Shock guilty plea
•Former MP Jolyan Silvera admits manslaughter in wife’s death •Prosecution to indicate today if lesser offence will be accepted
Jamaica will learn today whether the Office of the Director of Prosecutions (ODPP) will accept a manslaughter plea entered on Monday by former People’s National Party Member of Parliament (MP) Jolyan Silvera in the 2023 shooting death of his wife Melissa.
In a shocking twist to the high-profile case, Silvera pleaded guilty to the lesser offence, two years after pleading not guilty to murder and using a firearm to commit a felony.
His murder trial was scheduled to start on Monday in the Gun Court Division of the Supreme Court in downtown, Kingston.
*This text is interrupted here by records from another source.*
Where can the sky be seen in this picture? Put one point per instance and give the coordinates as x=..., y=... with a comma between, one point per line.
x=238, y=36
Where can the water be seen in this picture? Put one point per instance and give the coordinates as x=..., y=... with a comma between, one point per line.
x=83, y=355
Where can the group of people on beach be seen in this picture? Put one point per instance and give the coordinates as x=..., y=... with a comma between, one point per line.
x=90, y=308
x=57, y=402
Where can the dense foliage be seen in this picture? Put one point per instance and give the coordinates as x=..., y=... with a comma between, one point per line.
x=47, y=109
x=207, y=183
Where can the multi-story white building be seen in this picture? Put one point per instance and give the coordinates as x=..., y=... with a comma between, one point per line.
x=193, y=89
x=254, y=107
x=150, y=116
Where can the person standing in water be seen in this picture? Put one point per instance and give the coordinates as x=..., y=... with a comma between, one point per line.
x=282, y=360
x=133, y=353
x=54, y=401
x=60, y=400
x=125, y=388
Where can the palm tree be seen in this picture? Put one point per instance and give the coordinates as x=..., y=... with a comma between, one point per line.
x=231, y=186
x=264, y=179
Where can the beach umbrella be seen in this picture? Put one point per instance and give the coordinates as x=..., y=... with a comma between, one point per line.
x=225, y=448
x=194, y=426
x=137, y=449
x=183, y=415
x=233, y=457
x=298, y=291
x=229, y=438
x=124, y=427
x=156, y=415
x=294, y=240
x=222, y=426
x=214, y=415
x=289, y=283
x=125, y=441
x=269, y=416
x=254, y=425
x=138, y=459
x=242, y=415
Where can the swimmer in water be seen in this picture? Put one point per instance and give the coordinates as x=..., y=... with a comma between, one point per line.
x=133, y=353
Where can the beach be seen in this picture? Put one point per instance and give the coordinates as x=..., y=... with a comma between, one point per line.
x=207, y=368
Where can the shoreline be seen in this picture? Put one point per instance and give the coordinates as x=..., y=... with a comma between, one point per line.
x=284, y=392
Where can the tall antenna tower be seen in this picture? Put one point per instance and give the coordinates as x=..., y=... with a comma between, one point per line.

The media were not allowed inside the courtroom as the case is an in-camera matter as Gun Court sessions usually are.
The Jamaica Observer was told that as the trial was about to get underway, Silvera pleaded guilty to manslaughter after being asked to indicate whether he was guilty or not guilty of the two offences with which he was charged.
His attorney, Peter Champagnie, declined to give a comment on what the next step in the case will be, following the development.
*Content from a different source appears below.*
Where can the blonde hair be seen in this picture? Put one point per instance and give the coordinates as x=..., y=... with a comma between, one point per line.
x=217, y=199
“The matter is before the court. It is an in-camera matter and I cannot comment at this stage,” was all Champagnie was willing to say when pressed by journalists.
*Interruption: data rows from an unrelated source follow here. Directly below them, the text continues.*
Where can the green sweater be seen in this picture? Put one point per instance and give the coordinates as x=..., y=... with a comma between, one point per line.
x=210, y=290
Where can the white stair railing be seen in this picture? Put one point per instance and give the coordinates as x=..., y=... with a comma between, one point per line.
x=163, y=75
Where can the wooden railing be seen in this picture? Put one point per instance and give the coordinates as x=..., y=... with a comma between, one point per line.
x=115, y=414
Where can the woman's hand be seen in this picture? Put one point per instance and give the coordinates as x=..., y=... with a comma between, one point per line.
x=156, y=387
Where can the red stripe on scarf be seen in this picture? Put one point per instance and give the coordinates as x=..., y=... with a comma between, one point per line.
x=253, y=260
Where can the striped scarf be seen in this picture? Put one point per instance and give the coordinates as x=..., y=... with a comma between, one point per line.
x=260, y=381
Even prosecutors shied away from commenting on the matter. However, an Observer source explained that, in a case such as Silvera’s, prosecutors would have to indicate whether they are willing to accept the manslaughter plea. According to the source, there are a number of steps which will have to be taken before the prosecution can arrive at that decision, which includes an adjustment of the indictment.
It was unclear what will happen to the charge of using a firearm to commit a felony, but Silvera and his legal team appeared confident that a decision in their favour would be arrived at today by prosecutors.
When Melissa Silvera was found dead on November 10, 2023 it was believed, based on initial reports, that she had died in her sleep due to natural causes. Her funeral was held two months later in January 2024 at St Andrew Parish Church in Half-Way-Tree just under four weeks after investigators upgraded her cause of death to murder.
Investigators had upgraded the case to murder after an autopsy revealed that fragments from bullets were found inside her body. Sources told the Observer that a unique identifier for each licensed firearm in Jamaica, which is stored by the Firearm Licensing Authority, was used to prove conclusively that the bullet which killed Melissa came from the gun licensed to her husband. Sources added that initial ballistic tests had not shown that the gun had been fired.
At the funeral, Jolyan Silvera wept openly.
After he was arrested in January 2024 he maintained his innocence.
Retired Deputy Commissioner of Police (DCP) Fitz Bailey, who is now serving as commissioner of police in the Turks and Caicos Islands, had announced in January 2024 that there was sufficient evidence to slap charges on Silvera and therefore the former MP was arrested by detectives assigned to the Major Investigations Division.
Bailey said then that several lines of inquiry were drawn during the investigation and was satisfied there was sufficient evidence to mount a viable prosecution.
Six days after Melissa Silvera was laid to rest, Jolyan Silvera was arrested, and at that time, DCP Bailey said comprehensive work was being done to uncover answers in the case so that the family of the deceased and the public would see that justice was served.